Tout fonctionne avec harmonie dans la tragédie de Castellari et nombre d'éléments seront repris dans son chef d'oeuvre Kéoma en 1976 : la crucifixion du héros, les citations de Shakespeare (Le roi Lear et Jules César) et de Bergman, la dimension tragique et familiale, le rapport au père, l'utilisation d'une musique en leitmotiv obsessionnel et de superbes travellings circulaires. Quand on aime explorer le cinéma de genre, il y a toujours un peu la recherche d'une perle rare, de ce film véritablement original et si possible oublié dont la rareté et la réussite redoublent le plaisir. Ces perles sont bien plus rares que l'on veut bien le croire. Un film comme celui de Lupo restera un souvenir agréable comme tant d'autres, bientôt diffus, lointain.

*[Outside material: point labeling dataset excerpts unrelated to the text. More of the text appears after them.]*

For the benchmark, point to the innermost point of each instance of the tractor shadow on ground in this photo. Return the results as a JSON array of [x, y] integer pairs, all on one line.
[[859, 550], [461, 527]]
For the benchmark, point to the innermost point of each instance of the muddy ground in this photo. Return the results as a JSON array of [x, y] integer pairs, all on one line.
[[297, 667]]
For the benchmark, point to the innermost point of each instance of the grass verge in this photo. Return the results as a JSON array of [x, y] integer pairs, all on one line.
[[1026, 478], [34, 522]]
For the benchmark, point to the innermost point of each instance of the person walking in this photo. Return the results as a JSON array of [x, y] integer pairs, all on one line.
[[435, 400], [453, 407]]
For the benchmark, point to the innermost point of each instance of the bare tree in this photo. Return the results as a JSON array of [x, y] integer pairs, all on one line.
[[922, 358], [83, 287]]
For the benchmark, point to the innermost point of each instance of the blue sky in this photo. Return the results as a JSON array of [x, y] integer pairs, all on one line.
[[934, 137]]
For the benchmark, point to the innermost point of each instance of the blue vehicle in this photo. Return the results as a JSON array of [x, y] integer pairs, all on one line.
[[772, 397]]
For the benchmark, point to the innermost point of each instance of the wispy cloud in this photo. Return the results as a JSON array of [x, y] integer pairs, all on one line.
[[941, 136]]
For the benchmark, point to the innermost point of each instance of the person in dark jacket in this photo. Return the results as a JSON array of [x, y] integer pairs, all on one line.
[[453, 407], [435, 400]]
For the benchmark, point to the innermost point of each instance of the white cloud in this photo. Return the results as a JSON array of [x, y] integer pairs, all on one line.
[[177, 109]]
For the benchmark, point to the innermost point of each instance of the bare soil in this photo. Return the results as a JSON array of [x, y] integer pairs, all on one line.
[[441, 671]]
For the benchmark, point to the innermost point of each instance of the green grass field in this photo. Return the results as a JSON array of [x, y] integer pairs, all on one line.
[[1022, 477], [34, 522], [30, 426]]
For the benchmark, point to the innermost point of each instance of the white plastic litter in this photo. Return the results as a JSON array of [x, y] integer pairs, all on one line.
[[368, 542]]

Celui de Castellari, comme Kéoma, comme le film de Questi cité plus haut, fait partie de ces moments rares et précieux de véritable révélation.

Pour s'y retrouver, le film est sortit en France sous le titre opportuniste de Django porte sa croix (et le spectateur donc), les allemands ont traduit le titre français tandis que les anglo-saxons, qui aiment bien appeler un chat un chat, l'on titré Johnny Hamlet.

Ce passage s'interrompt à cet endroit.